Let’s face it, doing heavy flyes in a strict and disciplined manner is painful. When relatively heavy dumbells are lowered with outstretched arms until they’re horizontal and even with your head on the bench, there’s a searing kind of stress throughout the chest region. When you squeeze the muscles as you carefully arc the dumbells upward and back together, the pain and positive effect from working the pecs so directly is only intensified. This is a good indication that you’re doing them correctly.
I currently do only one compound movement during my chest workout and the rest of it consists of flyes and pec-deck exercises. What’s more, I do my bench pressing movement late in the workout so that my pectorals have become somewhat pre-exhausted. This has all led to far greater pectoral growth compared to the days when I did set after set of flat and incline bench pressing.

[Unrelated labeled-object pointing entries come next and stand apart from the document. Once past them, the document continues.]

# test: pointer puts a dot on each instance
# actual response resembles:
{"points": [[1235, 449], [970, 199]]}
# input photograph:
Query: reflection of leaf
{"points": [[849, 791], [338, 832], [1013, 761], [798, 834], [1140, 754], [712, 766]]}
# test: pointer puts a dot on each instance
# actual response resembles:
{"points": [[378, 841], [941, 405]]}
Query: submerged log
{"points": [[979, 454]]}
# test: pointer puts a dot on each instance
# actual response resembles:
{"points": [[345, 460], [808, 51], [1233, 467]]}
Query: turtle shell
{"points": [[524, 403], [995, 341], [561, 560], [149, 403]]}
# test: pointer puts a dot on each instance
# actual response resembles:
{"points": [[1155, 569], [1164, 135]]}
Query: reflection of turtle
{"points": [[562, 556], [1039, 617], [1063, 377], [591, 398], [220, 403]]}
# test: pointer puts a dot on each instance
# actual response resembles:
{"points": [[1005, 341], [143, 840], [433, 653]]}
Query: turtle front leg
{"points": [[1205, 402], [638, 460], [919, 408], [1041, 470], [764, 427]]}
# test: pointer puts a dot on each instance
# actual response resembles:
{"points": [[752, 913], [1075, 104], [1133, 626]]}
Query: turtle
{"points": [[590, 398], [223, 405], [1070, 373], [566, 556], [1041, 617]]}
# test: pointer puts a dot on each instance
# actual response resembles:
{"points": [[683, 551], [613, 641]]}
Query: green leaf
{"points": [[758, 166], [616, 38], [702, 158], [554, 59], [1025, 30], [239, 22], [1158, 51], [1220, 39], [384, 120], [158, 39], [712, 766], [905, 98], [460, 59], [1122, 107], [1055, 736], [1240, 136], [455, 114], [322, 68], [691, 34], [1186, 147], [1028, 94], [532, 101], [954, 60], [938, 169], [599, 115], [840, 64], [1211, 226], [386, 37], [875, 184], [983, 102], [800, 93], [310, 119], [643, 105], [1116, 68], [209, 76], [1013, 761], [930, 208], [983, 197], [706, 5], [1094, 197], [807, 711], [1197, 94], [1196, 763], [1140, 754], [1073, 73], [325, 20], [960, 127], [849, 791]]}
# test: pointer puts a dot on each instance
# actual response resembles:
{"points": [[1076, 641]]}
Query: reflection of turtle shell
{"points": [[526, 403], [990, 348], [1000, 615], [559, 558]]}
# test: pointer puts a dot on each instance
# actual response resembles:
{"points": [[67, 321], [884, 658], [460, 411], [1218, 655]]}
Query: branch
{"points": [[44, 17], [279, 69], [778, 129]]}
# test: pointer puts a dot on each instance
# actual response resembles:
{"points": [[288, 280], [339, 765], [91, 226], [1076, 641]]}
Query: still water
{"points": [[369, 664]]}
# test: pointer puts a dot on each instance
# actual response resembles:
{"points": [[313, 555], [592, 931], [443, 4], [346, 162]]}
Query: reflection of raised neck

If you’re having trouble with pectoral growth, I suggest you try a flye and pec-deck dominated workout routine. Let go of the erroneous belief that these are “shaping exercises”. Consider this: Ray “Thunder” Stern, a bodybuilder from the distant past, had some of the best pectoral muscles I’ve ever seen when he was at his peak. It was said by some of his friends that he could perform incline dumbell flyes with a pair of 120-pound dumbells. That’s incredible.
Impressive flye movements will produce an impressive chest.